My twenty year high school reunion was last year. Okay I just dated myself but honestly, I don’t care. I’m not that old. That’s what I keep telling myself, and it seems to be working. I still ride my skateboard, play in the surf and sand and this past Saturday I was even watching cartoons. Avengers. I wouldn’t say that I’m an immature (cough, cough) thirty something…I just haven’t grown up yet.
So anyway, my twenty year reunion. I didn’t go.
There are some really wonderful people that went to my high school. There are some people that still think they are IN high school. Either way, I chose not to go. I have some fond memories of that time, but I’m looking forward.
Not to say that I’ve accomplished everything I wanted to accomplish when I was eighteen. Not even close. In reflecting today on my youth, I’ve come to realize that I’m a late bloomer. Some of that is by choice. I grew up in a neighborhood that had it better than most. And not that people should be ashamed of their success, but some parents don’t know when to tell their children no. I had nice clothing and other things growing up, but my parents weren’t about to fork over a couple hundred bucks every single time the newest shoes or fads came out.
As a result, I learned that having the “latest” isn’t all it’s cracked up to be.

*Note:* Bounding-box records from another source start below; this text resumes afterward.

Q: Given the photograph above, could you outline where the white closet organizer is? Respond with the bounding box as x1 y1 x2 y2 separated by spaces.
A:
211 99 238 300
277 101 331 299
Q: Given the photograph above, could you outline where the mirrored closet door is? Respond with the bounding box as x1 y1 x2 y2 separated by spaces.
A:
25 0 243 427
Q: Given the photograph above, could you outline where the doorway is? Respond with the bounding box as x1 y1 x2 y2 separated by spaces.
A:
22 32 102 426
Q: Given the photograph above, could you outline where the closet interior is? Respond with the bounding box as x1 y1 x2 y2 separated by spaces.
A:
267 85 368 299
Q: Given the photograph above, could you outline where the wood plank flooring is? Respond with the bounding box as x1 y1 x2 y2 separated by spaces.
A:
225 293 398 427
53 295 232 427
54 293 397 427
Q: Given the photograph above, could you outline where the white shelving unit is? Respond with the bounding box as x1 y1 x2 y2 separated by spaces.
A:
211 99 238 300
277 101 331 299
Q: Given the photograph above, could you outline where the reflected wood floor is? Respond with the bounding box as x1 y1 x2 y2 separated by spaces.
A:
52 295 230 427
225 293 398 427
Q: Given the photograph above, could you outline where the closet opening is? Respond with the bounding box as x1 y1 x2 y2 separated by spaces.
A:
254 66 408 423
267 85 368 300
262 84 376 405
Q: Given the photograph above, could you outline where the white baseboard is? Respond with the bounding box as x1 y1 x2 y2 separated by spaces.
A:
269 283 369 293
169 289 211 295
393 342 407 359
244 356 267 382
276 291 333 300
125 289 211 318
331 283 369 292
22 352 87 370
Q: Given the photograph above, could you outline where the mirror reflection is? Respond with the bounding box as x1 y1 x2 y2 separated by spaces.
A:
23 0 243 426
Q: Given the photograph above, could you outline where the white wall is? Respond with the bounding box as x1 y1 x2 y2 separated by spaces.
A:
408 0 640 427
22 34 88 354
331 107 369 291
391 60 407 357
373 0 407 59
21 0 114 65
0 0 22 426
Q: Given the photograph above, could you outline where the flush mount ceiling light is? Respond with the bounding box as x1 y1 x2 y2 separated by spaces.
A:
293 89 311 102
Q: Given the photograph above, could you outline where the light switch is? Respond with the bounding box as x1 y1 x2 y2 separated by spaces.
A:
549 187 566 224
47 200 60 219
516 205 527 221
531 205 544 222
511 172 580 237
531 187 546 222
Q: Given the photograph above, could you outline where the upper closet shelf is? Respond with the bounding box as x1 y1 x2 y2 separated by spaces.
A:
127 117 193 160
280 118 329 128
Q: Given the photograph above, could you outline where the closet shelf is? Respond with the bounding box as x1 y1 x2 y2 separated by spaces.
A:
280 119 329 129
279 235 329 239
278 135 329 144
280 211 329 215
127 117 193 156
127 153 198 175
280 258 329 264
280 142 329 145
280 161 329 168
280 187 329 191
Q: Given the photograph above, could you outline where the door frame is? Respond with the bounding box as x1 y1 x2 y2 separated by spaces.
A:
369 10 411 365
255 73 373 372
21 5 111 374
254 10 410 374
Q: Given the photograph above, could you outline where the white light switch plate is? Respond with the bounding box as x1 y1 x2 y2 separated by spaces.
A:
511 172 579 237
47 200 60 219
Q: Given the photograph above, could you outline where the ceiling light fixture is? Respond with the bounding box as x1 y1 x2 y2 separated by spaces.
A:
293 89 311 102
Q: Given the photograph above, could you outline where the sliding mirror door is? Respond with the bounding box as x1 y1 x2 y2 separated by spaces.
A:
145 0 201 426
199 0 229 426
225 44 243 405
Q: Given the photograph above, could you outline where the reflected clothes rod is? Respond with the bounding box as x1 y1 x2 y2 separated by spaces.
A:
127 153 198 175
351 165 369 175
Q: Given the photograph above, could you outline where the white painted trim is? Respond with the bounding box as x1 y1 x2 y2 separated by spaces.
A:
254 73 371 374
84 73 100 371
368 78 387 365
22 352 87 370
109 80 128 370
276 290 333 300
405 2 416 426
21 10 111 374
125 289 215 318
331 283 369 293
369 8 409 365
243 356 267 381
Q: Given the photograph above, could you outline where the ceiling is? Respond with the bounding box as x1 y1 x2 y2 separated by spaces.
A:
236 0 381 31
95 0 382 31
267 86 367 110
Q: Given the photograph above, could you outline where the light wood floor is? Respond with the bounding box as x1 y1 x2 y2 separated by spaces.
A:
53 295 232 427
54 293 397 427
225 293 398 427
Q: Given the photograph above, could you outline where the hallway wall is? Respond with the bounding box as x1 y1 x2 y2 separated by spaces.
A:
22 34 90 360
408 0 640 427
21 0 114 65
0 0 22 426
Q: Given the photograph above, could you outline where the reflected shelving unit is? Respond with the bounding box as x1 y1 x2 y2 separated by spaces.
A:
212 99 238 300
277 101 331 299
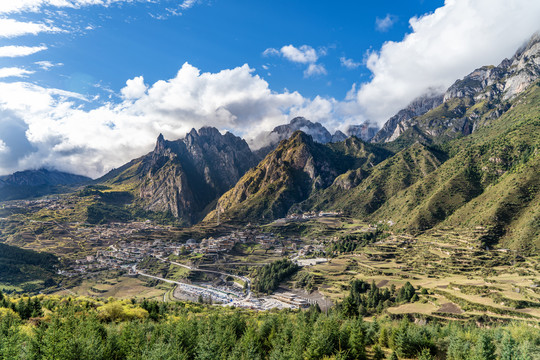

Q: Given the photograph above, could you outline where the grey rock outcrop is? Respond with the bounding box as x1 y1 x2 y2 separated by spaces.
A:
104 127 257 224
372 34 540 142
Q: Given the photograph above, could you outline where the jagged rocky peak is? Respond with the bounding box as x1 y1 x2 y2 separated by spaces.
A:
250 116 377 159
272 116 332 144
371 90 444 142
132 127 257 224
372 33 540 142
347 121 379 141
331 130 348 142
444 33 540 102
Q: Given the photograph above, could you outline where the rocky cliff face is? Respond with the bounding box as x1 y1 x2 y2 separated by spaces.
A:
206 131 390 221
250 117 378 159
372 34 540 142
371 94 443 142
346 121 379 141
104 127 257 224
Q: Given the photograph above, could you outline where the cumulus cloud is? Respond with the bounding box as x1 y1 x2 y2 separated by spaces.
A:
0 0 149 14
304 64 327 77
375 14 397 32
34 60 64 70
0 63 354 177
0 45 47 57
120 76 148 99
0 19 62 38
339 57 362 70
263 45 327 77
357 0 540 124
280 45 319 64
0 67 34 78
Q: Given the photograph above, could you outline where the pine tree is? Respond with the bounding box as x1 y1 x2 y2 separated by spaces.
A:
475 332 497 360
501 334 517 360
373 345 385 360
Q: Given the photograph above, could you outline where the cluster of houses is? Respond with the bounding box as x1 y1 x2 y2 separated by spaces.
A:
186 230 280 254
275 211 343 223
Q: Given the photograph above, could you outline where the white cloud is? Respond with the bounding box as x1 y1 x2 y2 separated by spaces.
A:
0 19 62 38
280 45 319 64
0 45 47 57
263 48 280 56
339 57 362 69
180 0 199 10
0 67 34 78
0 0 148 14
357 0 540 124
0 63 349 177
263 45 327 78
120 76 148 100
34 60 64 70
304 64 327 77
375 14 397 32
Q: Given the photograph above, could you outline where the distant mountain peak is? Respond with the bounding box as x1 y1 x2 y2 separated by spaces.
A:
372 33 540 143
250 116 377 158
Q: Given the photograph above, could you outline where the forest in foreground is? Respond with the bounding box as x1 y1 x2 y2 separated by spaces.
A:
0 287 540 360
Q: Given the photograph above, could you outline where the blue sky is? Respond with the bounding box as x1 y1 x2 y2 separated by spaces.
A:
0 0 443 99
0 0 540 177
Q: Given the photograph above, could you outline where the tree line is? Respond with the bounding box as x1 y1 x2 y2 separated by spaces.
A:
0 284 540 360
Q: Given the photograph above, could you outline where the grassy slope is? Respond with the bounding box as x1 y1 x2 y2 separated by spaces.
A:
206 133 390 220
301 143 445 216
374 85 540 251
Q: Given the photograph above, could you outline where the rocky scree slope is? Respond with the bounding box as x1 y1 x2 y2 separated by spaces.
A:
98 127 257 224
372 34 540 148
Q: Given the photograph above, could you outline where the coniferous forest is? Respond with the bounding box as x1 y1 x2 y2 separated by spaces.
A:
0 290 540 360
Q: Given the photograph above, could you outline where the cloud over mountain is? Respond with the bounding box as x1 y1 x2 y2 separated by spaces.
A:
357 0 540 124
0 63 346 177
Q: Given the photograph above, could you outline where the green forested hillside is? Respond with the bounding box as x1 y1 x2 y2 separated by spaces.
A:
0 243 59 291
373 85 540 251
0 290 540 360
206 132 391 221
299 143 446 217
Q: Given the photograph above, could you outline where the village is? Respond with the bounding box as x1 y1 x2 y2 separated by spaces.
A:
59 229 326 310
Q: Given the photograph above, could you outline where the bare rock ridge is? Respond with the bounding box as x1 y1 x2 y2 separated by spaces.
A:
251 116 378 159
103 127 257 224
372 34 540 143
206 131 392 221
371 94 444 142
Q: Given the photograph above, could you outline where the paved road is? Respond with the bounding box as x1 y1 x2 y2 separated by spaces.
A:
133 265 234 302
156 256 251 299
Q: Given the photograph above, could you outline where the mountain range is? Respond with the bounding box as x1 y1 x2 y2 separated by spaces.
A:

I’d say that I’m better off for the experience. I still enjoy a trend or two. I DO own a dvd player, but you might be surprised to hear that I DON’T own a flat screen television. My old tube TVs work just fine. If and when they don’t, I’ll consider the newest or the latest. I’ll just be late to the party when I do.
Again, I’d say that I’m better off for the experience. I’ve learned in my life to appreciate that which matters most. The relationships I’ve forged over the past twenty years have been built on trust, compassion and common goals and ideals. I don’t have a lot of friends, but the ones I do have I’ll probably have for life. That’s important to me.
I didn’t have that in high school. Some of that was my own fault. Some of the responsibility lies with the people around me. Either way, it doesn’t matter. I wish them all success and happiness.
For me, the past twenty years has been about finding a direction. I started gaining momentum in that area in 2003 with the creation of Formula : Sport. But life got in the way, and well…
The past four years has been a whirlwind. Sometimes it’s felt like a hurricane. The momentum has taken me to great heights and filled me with a sense of purpose. Sometimes it seems all direction in my life has ebbed to the point I don’t know which way is up. The lows can be quite low.
Through it all I’ve learned. I’ve learned what is most important to me and I’ve learned what real accomplishment is all about. Not the superficial accomplishment that others might display at a high school reunion, but the kind that matters. Like accomplishing a lasting legacy.
Today I announced the release of my fourth novel. Fourth, in four years. It seems crazy to even think about it. Four short years ago the idea of writing a novel was scary and intimidating and on some level, impossible. I’d never met anyone (aside from the LEGEND Clive Cussler) that had written a novel. Nobody in my life had achieved such a goal. I’d met a few that said they wanted to…
So here I am, four deep. I released a collection of poems too, to make my total book count five. And though I’m proud of the poetry, for me it’s not the same accomplishment. I could write a four line poem a day for a year and have 365 ½ poems. Writing a novel is a different discipline.
I’m proud of my accomplishment, not only for the completion of the books themselves but for what they represent. They are the legacy I leave behind for my children. And they’re pretty darn good books, if I say so myself. I think my kids will be proud to have these particular books be representative of who I am…for them. I haven’t asked them, but I think they’d be proud.
I am proud, anyway. And though there is part of me that wonders what I might have accomplished by now had I started twenty years ago, I’m okay with the fact that I’m a late bloomer. I think I’m coming along at a time in my life when I can handle all that is necessary for me to handle to accomplish the goals I still have.
Today I’m going to celebrate.
I think this is my best work yet, and I’m happy about that. So I want to take a moment to enjoy the moment. And then it’s back to work. I have a long list of stories to tell. They may not be the trendiest stories, but I think you’re going to love them. So I better get to it, because I’m not getting any younger….
Thank you for being a reader.
I hope this work makes you proud too.